Торпеды невольно вспоминали судьбу несчастного Лехи Валета. Тот с каких-то кренделей начал необдуманно перечить Велику, в драку полез, благо лось здоровенный, а спустя два дня исчез. Весной же распухший труп Валета с проломленным черепом обнаружили на берегу. Вот и думай, лезть или не лезть. Естественно, бригадир тоже не бессмертный, можно и на перо посадить, но за его спиной маячит фигура почти всемогущего Тумана, который доберется до виновника в любой точке земного шара: и в тайге, и в пустыне, и в тундре. И в заднице у дьявола, если таковая на планете отыщется. Поэтому каждый из быков прикинулся ветошью. Лучше не возникать. Тем более что в такой тихой ярости торпеды свого непосредственного патрона видели впервые. С учетом того, что по степени отмороженности с Величевым мог соперничать лишь Кривой, безропотно переносящий позорную трепку, понятно, почему желающих оспорить бригадирское право делать из провинившегося 'быка' отбивную не нашлось. Это Митяй у атамана в закадычных корешах состоит, пусть он шкурой и рискует. Авось пронесет и количество дырок в ней не увеличится.

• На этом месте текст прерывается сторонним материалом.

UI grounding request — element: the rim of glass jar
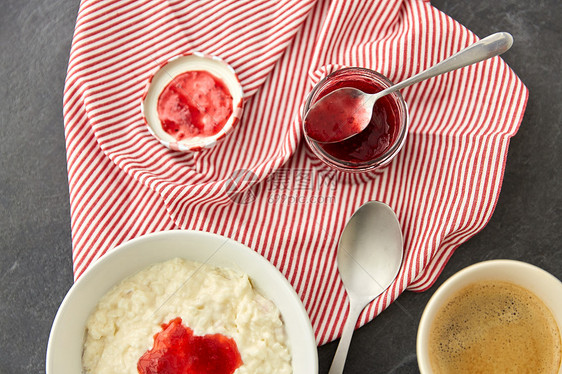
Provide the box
[302,67,410,173]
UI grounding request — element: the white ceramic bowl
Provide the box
[141,52,244,152]
[46,230,318,374]
[416,260,562,374]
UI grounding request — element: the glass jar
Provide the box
[303,67,409,173]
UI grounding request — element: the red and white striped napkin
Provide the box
[64,0,527,344]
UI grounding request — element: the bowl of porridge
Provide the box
[46,230,318,374]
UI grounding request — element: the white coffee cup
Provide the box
[416,260,562,374]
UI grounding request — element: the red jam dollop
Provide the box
[137,317,242,374]
[157,71,232,141]
[306,78,401,163]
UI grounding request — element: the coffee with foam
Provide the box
[429,281,561,373]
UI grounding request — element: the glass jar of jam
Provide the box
[303,67,409,172]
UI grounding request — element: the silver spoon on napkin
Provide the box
[303,32,513,143]
[329,201,403,374]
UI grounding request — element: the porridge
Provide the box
[82,258,292,374]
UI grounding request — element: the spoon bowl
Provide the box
[303,32,513,143]
[329,201,403,374]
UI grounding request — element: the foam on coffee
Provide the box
[429,281,561,373]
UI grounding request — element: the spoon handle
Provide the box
[373,32,513,100]
[328,298,365,374]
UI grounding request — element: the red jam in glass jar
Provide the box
[304,68,408,172]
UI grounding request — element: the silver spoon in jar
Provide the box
[304,32,513,143]
[329,201,403,374]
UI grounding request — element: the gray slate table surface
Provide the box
[0,0,562,374]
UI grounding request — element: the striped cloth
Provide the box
[64,0,528,344]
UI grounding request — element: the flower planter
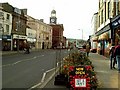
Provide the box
[54,52,98,90]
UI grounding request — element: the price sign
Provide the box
[75,78,86,88]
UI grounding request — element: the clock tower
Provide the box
[50,10,57,24]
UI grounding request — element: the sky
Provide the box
[0,0,99,40]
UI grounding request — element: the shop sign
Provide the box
[13,35,27,39]
[2,35,11,40]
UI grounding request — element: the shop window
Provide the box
[0,23,2,29]
[6,25,9,32]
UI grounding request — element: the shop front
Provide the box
[111,15,120,46]
[2,35,12,51]
[96,24,111,57]
[12,34,27,51]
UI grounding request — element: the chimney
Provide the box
[22,9,27,15]
[40,19,44,22]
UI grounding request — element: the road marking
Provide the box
[28,68,56,90]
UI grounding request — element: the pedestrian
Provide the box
[109,46,116,69]
[86,44,90,57]
[114,41,120,73]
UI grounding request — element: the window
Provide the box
[6,14,10,20]
[0,23,2,29]
[0,12,3,17]
[98,16,100,27]
[6,25,9,32]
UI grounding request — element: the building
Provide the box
[90,13,98,50]
[26,15,52,49]
[0,3,13,51]
[26,27,36,48]
[49,10,64,48]
[50,24,64,48]
[2,3,27,51]
[95,0,119,56]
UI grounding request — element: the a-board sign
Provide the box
[74,78,87,88]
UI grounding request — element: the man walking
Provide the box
[114,41,120,73]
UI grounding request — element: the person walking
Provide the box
[86,44,90,57]
[114,41,120,73]
[109,46,116,69]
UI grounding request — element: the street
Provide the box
[0,50,68,88]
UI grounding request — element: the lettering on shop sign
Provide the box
[75,67,85,75]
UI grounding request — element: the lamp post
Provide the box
[16,21,20,52]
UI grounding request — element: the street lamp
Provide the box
[78,29,83,40]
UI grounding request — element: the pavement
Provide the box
[0,51,120,90]
[38,53,120,90]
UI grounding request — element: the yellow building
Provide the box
[27,15,52,49]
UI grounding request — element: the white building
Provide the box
[26,15,52,49]
[26,27,36,47]
[0,5,12,50]
[90,13,98,49]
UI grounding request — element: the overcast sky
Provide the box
[0,0,98,40]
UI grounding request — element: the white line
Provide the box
[28,83,41,90]
[28,68,56,90]
[0,55,44,68]
[41,72,46,83]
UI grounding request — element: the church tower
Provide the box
[50,10,57,24]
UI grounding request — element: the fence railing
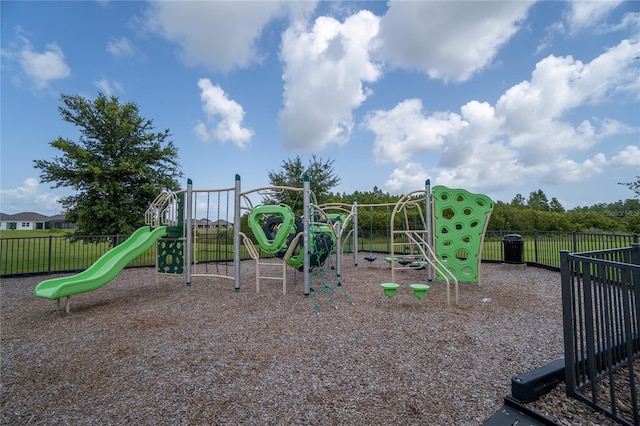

И на сей раз пронесло, обошлось без смертоубийства и серьезного кровопролития, если не считать таковым багряно-красные потеки на расплющенной физиономии Кривого.
— Уберите это туловище,— Величев брезгливо ткнул туфлей распластанную человекообразную массу.
Пацаны подсуетились, споро собрали в кучу и вынесли слабо постанывающий фарш из питейного заведения на свежий воздух, где загрузили в джип и увезли. Вроде как для оказания медицинской помощи. Хотя на самом деле, под шумок, под тем соусом, что пострадавшего к фельдшеру треба доставить, пара наиболее предусмотрительных гренадеров — Химик и Гвоздь — попросту слиняла. Мало ли что еще взбредет в голову атаману, ведь разбор с Чалдоном не завершен.
После выноса тела Величев вновь обратил внимание на второго участника злополучного преследования:
— Ладно, Кривой, недоумок, его вниз башкой еще в роддоме роняли, но ты чем думал? Жопой? На кой ляд вы за пивом поперлись?
— Андрюха сорвался. Ты же его знаешь, он на одном месте сидеть долго не может. — Чалдон решил не кривить душой и не выгораживать товарища, не ровен час, самого так огородят и землицей сверху присыплют. — Пристал, как репей: 'поехали, да поехали'... Грозился лобешником панель разнести, если еще полчаса в машине просидит. А я отлить хотел, вот и... получилось. Нас всего минут десять не было, а телка на тачке приехала.
— Сидеть не может, в натуре — ляжет! — мрачно пообещал Величев, вполне в духе кладбищенских опасений Чалдона. — Что же вы, ублюдки, наделали, такую тему накрыли! Надо было мне кого посмышленее послать, того же Химика. И как мне теперь перед папой отмазываться?